18/02/2026
Parlare di salute mentale può peggiorare la salute mentale?
Finalmente si inizia a chiedersi se parlare di salute mentale, nel modo in cui se ne parla, abbia effettivamente un’utilità.
Il problema principale è che se ne parla male, in maniera approssimativa, assillante, spesso con tono rivendicatorio (fai valere il tuo disturbo nel mondo).
Proliferano i neo-disturbi, e il limite tra psicopatologia “ufficiale” e quella “da social” è divenuto nebuloso. I social hanno sì portato attenzione sul tema... ma eccessiva, spingendo a monitorare ossessivamente la qualità della propria salute mentale.
Da una parte vi è una tendenza a sfumare il confine tra normalità e patologia (bene), dall’altra vi è anche una paradossale controtendenza social che vuole categorizzare ogni singola e minima vulnerabilità, inventando costantemente nuovi sintomi e nuove sindromi (“soffro di people pleasing” e simili).
In tal modo è estremamente probabile sentirsi patologici, autoaffibbiarsi una diagnosi, percepirsi malati e molto, molto spesso, in debito con un mondo che non ne tiene conto. Ciò ha portato a una dannosa tendenza all’autodiagnosi difensiva, del tipo “mio figlio si annoia a scuola perché è neurodivergente”, “gli altri non mi capiscono perché ho l’ADHD e penso troppo velocemente”, “al lavoro mi fanno mobbing, vogliono che esponga una relazione anche se ho l’ansia sociale”.
Inoltre, anche ciò che riguarda la psicopatologia ufficiale è stato banalizzato, inflazionato e mal spiegato, in particolare su piattaforme in cui la divulgazione è particolarmente breve, imprecisa, superficiale. Tik Tok, ad esempio.
Uno degli innumerevoli casi: nel 2022 un gruppo di psichiatri tedeschi segnalò una sorta di isteria collettiva, per la quale vari giovani si presentavano negli ambulatori con curiosi tic motori e verbali. In comune, tutti seguivano su Tik Tok popolari influencer affetti da sindrome di Tourette.

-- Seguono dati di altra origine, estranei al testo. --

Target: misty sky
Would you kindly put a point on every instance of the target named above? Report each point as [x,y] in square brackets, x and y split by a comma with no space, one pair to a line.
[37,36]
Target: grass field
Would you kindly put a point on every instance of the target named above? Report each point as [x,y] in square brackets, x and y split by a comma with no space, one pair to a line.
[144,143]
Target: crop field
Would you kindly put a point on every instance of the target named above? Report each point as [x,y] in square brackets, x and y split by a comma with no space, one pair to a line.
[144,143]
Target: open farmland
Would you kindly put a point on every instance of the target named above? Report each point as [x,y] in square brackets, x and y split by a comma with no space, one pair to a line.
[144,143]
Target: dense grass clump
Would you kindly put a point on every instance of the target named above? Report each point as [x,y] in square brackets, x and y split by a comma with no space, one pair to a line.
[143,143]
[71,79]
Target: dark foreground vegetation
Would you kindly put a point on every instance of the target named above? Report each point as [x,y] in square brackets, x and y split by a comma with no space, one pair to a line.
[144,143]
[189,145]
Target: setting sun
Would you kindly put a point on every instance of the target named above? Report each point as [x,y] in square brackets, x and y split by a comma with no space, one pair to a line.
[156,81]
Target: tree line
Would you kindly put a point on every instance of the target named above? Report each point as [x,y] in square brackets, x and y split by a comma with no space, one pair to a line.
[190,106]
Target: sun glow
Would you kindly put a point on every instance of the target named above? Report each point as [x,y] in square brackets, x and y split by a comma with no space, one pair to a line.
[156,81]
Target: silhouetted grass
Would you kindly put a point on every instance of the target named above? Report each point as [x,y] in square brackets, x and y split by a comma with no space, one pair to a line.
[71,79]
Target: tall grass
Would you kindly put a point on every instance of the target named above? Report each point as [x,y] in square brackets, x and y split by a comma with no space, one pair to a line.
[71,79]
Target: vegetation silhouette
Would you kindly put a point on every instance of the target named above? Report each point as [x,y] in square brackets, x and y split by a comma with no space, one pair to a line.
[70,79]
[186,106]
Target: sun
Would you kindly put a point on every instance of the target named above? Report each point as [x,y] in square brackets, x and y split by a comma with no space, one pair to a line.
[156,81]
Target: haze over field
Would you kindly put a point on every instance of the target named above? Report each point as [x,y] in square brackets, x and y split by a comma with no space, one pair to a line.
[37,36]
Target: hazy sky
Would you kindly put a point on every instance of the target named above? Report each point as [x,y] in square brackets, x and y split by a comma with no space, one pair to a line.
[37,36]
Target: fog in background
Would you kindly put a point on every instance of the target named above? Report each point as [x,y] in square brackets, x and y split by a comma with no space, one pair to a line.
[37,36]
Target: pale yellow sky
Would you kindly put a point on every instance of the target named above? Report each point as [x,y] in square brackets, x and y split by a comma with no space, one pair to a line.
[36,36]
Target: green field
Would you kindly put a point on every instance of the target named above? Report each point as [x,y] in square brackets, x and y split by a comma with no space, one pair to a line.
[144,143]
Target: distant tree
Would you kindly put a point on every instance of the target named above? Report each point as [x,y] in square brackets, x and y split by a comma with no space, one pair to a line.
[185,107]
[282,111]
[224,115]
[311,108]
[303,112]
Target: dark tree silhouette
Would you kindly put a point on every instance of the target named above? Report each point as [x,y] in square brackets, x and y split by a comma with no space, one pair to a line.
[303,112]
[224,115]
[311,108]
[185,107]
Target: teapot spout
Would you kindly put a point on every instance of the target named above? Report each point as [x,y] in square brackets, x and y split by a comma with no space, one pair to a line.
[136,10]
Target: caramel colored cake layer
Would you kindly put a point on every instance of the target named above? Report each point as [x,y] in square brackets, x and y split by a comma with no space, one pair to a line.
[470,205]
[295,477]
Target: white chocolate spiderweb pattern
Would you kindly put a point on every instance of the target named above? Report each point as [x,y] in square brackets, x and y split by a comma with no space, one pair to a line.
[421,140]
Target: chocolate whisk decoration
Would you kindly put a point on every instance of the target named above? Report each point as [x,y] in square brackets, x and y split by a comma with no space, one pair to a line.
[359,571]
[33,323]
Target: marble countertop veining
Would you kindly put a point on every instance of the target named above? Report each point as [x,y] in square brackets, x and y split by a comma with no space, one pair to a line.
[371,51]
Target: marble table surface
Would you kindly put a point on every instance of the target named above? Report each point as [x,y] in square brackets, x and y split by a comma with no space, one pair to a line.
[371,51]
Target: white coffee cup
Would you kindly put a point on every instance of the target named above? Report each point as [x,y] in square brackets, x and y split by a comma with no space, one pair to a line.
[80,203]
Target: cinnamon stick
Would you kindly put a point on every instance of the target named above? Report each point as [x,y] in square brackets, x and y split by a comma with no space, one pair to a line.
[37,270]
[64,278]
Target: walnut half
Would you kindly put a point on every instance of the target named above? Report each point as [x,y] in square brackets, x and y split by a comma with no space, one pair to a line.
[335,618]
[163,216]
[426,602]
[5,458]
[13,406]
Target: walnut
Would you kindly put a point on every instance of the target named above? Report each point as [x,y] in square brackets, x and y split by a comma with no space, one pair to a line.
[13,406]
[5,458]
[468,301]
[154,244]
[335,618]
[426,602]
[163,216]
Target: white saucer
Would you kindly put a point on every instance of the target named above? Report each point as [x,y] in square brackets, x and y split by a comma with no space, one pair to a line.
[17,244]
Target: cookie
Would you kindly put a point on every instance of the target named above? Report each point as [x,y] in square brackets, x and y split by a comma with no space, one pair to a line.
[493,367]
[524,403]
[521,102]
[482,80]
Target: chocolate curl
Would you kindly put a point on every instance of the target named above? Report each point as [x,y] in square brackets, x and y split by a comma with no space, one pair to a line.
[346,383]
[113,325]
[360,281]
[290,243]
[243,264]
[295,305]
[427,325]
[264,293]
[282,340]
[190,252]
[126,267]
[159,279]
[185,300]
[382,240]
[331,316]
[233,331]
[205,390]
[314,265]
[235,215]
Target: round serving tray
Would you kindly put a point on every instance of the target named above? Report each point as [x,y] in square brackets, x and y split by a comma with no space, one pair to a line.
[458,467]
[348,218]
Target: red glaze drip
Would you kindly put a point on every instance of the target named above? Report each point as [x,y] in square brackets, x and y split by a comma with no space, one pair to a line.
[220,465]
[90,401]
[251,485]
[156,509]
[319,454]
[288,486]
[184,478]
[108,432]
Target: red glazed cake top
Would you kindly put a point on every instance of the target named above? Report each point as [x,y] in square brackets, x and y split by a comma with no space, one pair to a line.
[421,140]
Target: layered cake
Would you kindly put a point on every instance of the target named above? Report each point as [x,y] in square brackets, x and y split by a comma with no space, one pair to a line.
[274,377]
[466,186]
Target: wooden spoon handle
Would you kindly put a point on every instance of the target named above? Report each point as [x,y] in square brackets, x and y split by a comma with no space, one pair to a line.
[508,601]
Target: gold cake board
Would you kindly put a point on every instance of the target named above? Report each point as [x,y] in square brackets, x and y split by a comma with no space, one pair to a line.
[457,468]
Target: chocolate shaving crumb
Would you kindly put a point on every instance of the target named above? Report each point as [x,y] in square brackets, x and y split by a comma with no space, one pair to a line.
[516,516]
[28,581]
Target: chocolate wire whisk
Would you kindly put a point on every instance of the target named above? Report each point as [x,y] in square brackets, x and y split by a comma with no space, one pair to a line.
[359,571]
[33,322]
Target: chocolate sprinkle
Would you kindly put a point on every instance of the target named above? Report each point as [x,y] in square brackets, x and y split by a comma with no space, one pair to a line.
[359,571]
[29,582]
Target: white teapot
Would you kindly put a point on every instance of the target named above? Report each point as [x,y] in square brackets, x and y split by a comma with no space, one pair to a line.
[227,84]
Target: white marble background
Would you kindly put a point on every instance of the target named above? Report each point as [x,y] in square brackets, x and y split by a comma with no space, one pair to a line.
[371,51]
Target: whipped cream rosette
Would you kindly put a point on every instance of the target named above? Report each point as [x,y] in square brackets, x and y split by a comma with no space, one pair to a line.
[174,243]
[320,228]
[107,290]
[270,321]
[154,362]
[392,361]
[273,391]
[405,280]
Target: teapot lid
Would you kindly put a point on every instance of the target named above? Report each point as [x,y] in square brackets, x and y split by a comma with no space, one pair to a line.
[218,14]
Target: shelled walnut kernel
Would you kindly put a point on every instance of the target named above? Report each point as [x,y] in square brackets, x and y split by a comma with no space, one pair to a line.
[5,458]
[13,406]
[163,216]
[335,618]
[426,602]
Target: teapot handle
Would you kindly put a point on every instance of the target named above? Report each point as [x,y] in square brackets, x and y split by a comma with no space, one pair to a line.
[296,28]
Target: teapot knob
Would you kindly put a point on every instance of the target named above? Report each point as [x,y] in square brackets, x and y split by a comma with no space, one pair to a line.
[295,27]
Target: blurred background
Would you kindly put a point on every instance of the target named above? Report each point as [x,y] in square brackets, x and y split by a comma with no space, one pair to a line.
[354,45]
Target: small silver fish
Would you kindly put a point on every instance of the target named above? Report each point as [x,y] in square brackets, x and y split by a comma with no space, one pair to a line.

“L’espressione di una reazione da stress culturalmente situata, nel quadro di una società che premia gli atteggiamenti vistosi”.
Sembra impossibile?
Abbiamo visto in innumerevoli vicende umane il potere della suggestione, che ha portato individui compiere i peggiori atti, fino al suicidio. Dovremmo stupirci se degli adolescenti inscenano sintomi che hanno visto generare attenzione?
Qualsiasi cosa può andare di moda, e le tendenze possono dettare anche nuovi modi di stare male, nuove forme di sintomatologia, nuove modalità per sentirsi parte di un gruppo.
“La brusca impennata statistica delle sintomatologie ansiose e depressive sembra coincidere con una fase in cui spesso l’esibizione di quei disturbi “romanticizzati, glorificati ed erotizzati”, tiene banco sui social media. I relativi sintomi, pubblicizzati per mezzo di fotografie e video, assurgono così a contrassegni caratteriali che rendono la personalità individuale meglio definita e più interessante di quella altrui.”
Tali riflessioni dovrebbero allertare il senso di responsabilità di chi divulga psicologia sui social, ma soprattutto lo scetticismo di chi ne segue i profili.